Kirchenkreis Lüneburg beschließt Klimaschutzkonzept
Lüneburg, 14.07.2026 - Neutralität war noch nie das Kernmerkmal deutscher Kirchen, schon gar nicht der evangelischen. Wenn es darum geht, gesellschaftlich Positionen zu besetzen und Zeichen zu setzen, ist sie stets ganz vorn dabei – etwa mit der Forderung einer Sonderabgabe für Vermögende während der Corona-Pandemie oder mit dem Kauf eines Flüchtlingsschiffs im Mittelmeer oder zuletzt mit ihrem Bekenntnis zu Tempo 110 auf Autobahnen. Aus Lüneburg kommt jetzt ein neues Zeichen, dieses Mal sogar mit echtem Neutralitätsgehalt: Der hiesige Kirchenkreis will bis 2040 klimaneutral werden.
Aus "theologischer Überzeugung und als Antwort auf den Klimawandel" habe man sich zu einem institutionellen Klimaschutzkonzept verpflichtet, teilte der Kirchenkreis Lüneburg mit. "Gott hat die Erde dem Menschen zur Pflege anvertraut, mit dem Auftrag, sie zu bebauen und zu bewahren.
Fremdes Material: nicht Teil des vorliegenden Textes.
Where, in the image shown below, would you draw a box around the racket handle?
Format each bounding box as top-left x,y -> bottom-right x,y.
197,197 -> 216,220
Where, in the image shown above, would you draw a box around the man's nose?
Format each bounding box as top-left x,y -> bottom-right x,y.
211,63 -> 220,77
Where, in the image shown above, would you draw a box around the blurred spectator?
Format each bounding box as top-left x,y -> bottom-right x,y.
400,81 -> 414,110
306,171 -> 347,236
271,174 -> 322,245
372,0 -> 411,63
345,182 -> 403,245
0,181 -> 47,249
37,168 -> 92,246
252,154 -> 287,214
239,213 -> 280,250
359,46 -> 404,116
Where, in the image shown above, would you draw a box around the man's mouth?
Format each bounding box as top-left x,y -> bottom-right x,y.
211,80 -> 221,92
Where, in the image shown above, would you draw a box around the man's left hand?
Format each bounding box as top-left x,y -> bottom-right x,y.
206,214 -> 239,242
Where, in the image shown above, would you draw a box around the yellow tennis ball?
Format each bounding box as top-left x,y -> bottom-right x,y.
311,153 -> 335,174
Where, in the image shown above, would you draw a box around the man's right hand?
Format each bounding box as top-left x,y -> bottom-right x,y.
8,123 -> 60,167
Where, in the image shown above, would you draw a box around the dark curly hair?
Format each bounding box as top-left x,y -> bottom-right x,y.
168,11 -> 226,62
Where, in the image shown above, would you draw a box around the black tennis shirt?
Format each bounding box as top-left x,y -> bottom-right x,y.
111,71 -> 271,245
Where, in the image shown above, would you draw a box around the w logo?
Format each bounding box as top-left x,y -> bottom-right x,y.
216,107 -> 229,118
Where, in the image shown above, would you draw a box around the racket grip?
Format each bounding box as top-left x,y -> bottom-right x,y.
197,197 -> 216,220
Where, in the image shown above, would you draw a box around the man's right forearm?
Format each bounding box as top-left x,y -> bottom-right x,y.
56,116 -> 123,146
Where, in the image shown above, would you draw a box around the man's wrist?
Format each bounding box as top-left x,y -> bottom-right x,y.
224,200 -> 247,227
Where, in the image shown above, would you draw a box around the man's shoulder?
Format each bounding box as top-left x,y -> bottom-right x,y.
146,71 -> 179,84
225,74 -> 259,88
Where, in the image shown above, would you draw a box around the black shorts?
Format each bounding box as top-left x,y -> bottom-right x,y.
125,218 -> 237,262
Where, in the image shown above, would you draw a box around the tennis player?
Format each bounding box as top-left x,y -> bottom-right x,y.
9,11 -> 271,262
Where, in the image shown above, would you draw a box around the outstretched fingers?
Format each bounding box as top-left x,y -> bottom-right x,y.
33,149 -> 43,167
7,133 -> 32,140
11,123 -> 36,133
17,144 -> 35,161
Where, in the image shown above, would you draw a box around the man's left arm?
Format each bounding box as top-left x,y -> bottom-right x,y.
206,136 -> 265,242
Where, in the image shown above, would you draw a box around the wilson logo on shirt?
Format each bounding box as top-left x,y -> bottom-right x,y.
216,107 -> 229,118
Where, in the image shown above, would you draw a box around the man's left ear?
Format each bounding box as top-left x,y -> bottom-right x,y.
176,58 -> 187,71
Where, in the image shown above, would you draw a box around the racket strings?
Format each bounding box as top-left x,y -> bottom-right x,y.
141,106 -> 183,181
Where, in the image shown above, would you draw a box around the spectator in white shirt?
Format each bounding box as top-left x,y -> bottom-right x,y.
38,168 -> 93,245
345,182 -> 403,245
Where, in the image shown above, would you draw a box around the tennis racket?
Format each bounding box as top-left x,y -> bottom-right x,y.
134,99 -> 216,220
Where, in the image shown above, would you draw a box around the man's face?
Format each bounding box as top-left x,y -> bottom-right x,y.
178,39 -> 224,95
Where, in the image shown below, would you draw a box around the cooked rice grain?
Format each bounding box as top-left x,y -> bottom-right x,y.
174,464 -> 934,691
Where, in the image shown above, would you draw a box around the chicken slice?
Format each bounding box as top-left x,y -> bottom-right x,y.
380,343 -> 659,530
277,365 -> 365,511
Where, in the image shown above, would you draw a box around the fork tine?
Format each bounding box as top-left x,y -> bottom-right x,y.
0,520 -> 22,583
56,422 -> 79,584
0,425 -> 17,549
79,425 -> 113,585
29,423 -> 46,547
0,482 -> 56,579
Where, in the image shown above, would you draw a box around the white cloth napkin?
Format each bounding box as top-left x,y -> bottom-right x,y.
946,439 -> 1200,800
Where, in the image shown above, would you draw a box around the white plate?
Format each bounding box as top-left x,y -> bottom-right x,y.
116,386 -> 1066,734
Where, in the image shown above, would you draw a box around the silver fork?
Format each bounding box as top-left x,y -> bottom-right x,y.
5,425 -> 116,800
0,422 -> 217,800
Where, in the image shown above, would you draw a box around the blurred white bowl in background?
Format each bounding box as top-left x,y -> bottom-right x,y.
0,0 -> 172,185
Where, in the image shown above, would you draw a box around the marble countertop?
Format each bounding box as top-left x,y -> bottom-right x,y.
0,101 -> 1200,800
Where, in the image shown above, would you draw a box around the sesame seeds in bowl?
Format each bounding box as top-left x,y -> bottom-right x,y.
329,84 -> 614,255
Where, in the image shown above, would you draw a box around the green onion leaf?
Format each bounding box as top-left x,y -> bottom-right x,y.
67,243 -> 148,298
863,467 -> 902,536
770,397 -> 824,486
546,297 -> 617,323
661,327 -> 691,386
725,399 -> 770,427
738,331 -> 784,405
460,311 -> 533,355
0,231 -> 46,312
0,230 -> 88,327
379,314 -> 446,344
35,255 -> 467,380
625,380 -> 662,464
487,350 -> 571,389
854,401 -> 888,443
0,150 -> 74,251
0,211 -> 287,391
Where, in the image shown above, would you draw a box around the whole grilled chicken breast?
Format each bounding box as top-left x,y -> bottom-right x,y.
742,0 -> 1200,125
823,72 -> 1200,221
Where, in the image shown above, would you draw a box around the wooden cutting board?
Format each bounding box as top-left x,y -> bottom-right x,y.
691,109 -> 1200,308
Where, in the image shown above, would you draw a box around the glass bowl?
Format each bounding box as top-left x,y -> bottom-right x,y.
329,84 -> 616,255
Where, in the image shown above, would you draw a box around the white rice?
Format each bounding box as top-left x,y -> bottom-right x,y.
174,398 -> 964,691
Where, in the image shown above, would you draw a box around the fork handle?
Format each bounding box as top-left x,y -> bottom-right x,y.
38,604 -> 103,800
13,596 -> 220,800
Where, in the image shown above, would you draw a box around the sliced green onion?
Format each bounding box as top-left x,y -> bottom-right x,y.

Die Nutzung und Bewahrung der Schöpfung gehören somit zusammen. Dieses Gleichgewicht ist heute gestört", heißt es in der Präambel des Konzepts. Darin bekenne man sich "klar zu Verzicht sowie zur Verantwortung für ein nachhaltiges Leben".
Mit dem neuen Klimaschutzkonzept folgt der Kirchenkreis dem Klimaschutzgesetz der Landeskirche Hannovers von 2023. Allerdinngs mit nicht geringem Unterschied. "Die Landeskirche hat sich für die Treibhausgasneutralität das Jahr 2045 als Ziel gesetzt, wir 2040", erklärt Frank Hensel, Klimaschutzmanager im Kirchenkreis. Auf der Sitzung der Synode im Juni haben die Mitglieder aus allen 26 Gemeinden das Konzept mehrheitlich verabschiedet. Es gliedert sich in die Bereiche Energie, Mobilität, Land und Strom. Klimaschutz soll bei allen Entscheidungen des Kirchenkreises als übergeordnetes Ziel mitgedacht werden.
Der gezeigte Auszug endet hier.